RUP appeared to have better tolerability as the total number of adverse events were marginally less. [Table 7]. The commonly reported ADRs were somnolence, headache, fatigue and dry mouth. The reported ADRs were probable in causality, mild in intensity, transient, self-limiting and resolved over time without any intervention/sequelae. Similar adverse events were observed in other studies as well 26, 27, 28, 29, 30, 31, 32, 33, 34, 35, 36, 37 .
Thus in the present study, the newer second-generation non-sedative antihistamines like desloratadine which is an inhibitor of IgE and non-IgE mediated release of IL-4 and IL-13 and rupatadine which is a PAF antagonist were compared with ketotifen which is a mast cell stabilizer with antihistaminic property for their efficacy, tolerability and QoL in SAR. Desloratadine is an active metabolite of loratadine.
Our study has certain limitations
The main limitation of the present study was small sample size, involvement of a single center and we didn’t perform a skin prick test (SPT) for identifying the allergen. Additionally, in our study, the efficacy of DES 10mg was not compared with the usual recommended adult dose of 5mg or with a much larger dose of 7.5mg and 20mg.

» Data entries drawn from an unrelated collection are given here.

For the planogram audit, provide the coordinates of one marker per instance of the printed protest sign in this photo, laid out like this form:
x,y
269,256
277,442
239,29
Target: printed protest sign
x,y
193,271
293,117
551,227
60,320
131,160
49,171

Elaborate multi-centric studies involving a larger number of subjects from different geographical regions may be required to generate more useful data regarding the relative efficacy and tolerability of these medications.
Conclusion
DES, RUP and KET produced a significant reduction in TNSS and individual nasal symptom scores. DES and RUP are comparatively more effective and faster acting than KET in reducing the primary outcome measure, TNSS. DES and RUP are comparatively more effective and faster acting than KET in reducing rhinorrhea and nasal congestion scores.
RUP is comparatively more effective in reducing AEC than DES and KET.
All the study medications were well tolerated with few mild, self-limiting, transient adverse events requiring no intervention. QoL showed a significant improvement for the study drugs.